Harvard Stat 110 Strategic Practice 2, Fall 2011 – Inclusion Exclusion – Problem 1.1

combinatoricsinclusion-exclusionprobability

Harvard Stat 110 Strategic Practice 2, Fall 2011 – Inclusion Exclusion – Problem 1.1

For a group of $7$ people, find the probability that all $4$ seasons (winter, spring, summer, fall) occur at least once each among their birthdays, assuming that all seasons are equally likely.

I tried to solve it using another method (which came into my mind at that moment) but I must be doing a mistake. Maybe someone could help me finding the error and also explaining WHY I make the error, so I can avoid it in the future.

I tried to apply the naive definition. So, I have $7$ people and $4$ seasons to choose.

1st person can have $4$ picks, the 2nd $4$ picks, etc etc. All are independent, so I have a total of $4^7$ possibilities.

The number of favourable outcomes are when from the $7$ people, $4$ have each Spring, Summer, Fall, Winter and the other $3$ might get any choice.

From $7$ people, I chose $4$ to fill Spring, Summer, Fall, Winter and the other $3$ can have whatever choice.

So, result should be
$$\binom{7}{4} \cdot \frac{4^3}{4^7}$$
which yields $0.546$ which is clearly different from the practice answer of $0.513$.

Could somebody, please, point out what I am doing wrong?

Thank you!

Best Answer

The error in your reasoning is that you are counting desired outcomes multiple times. To see why, suppose we represent the seasons as $W, S, U, F$ for winter, spring, summer, and fall, and the seven people are ordered so that their birthdays are denoted as a $7$-tuple. Then one desired outcome could be $$(W, S, U, F, S, F, W).$$ But there are at least two distinct ways you could count this: first, by selecting the first four people to have distinct seasons $(W, S, U, F)$, but we could also select the third, fifth, sixth, and seventh people $(U, S, F, W)$ as the ones to have distinct seasons.

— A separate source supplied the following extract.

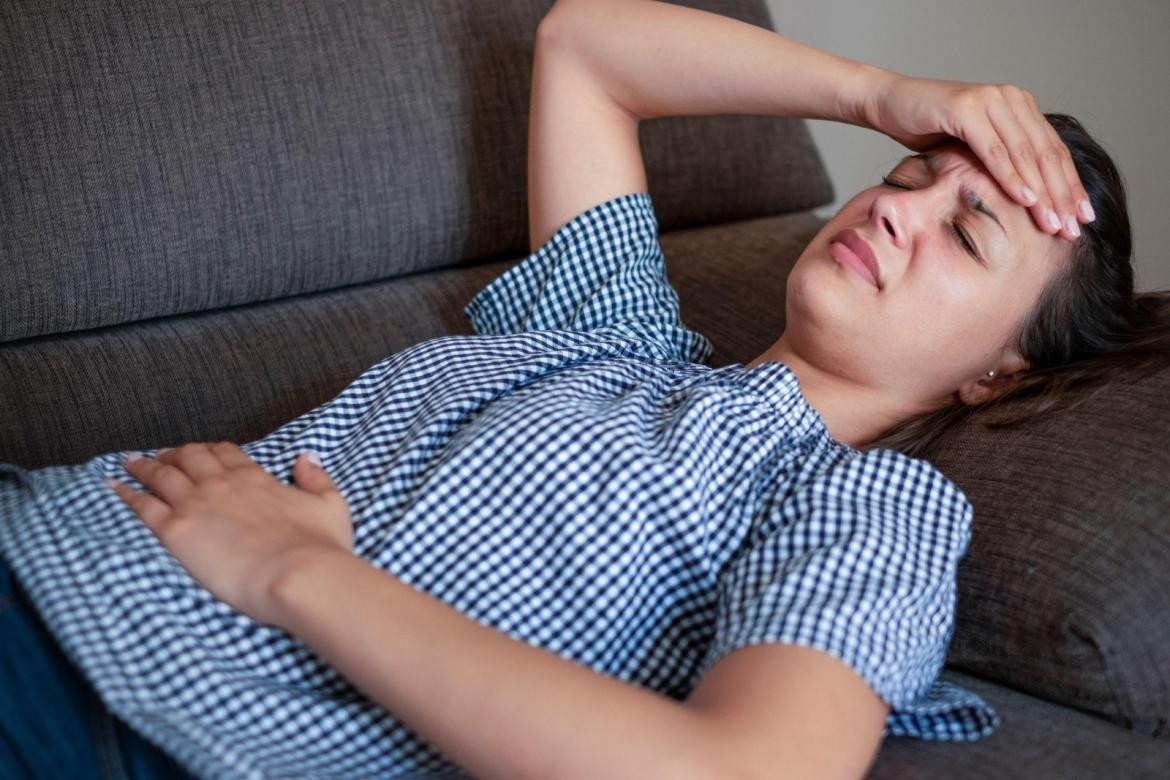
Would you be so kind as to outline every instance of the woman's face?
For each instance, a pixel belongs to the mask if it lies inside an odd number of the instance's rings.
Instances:
[[[924,410],[990,369],[1026,368],[1007,340],[1072,245],[1038,229],[965,144],[912,155],[887,181],[842,206],[797,260],[782,339]],[[880,287],[853,270],[856,255],[840,243],[850,230],[872,252]],[[965,390],[960,398],[972,402]]]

To count correctly, what you need to do instead is use the recommended inclusion-exclusion principle. First, count all the outcomes in which there are strictly fewer than four seasons represented: $$\binom{4}{3} 3^7$$ where there are $\binom{4}{3}$ ways to select three distinct seasons out of the four, and $3^7$ represents the number of ordered outcomes using those three seasons. However, this also multiple-counts outcomes in the same way your original approach does, but here we are double-counting outcomes where at most two seasons are represented. So we subtract out $$\binom{4}{2} 2^7$$ of these, but now we have to add back in those outcomes where exactly one season is represented, of which there are $$\binom{4}{1} 1^7.$$ So the total number of desired outcomes is $$4^7 - \binom{4}{3} 3^7 + \binom{4}{2} 2^7 - \binom{4}{1} 1^7 = 8400$$ and the resultant probability is $$\frac{8400}{4^7} = \frac{525}{1024} \approx 0.512695.$$

To verify this, we can run Mathematica with the following inputs:

Select[Tuples[Range[4], 7], Length[Union[#]] == 4 &]

which outputs $8400$, and for simulation, we can input

Length@Select[ParallelTable[RandomInteger[{1, 4}, 7], 10^6], Length[Union[#]] == 4 &]/10^6

which outputs for me $0.513070$ for $10^6$ simulations.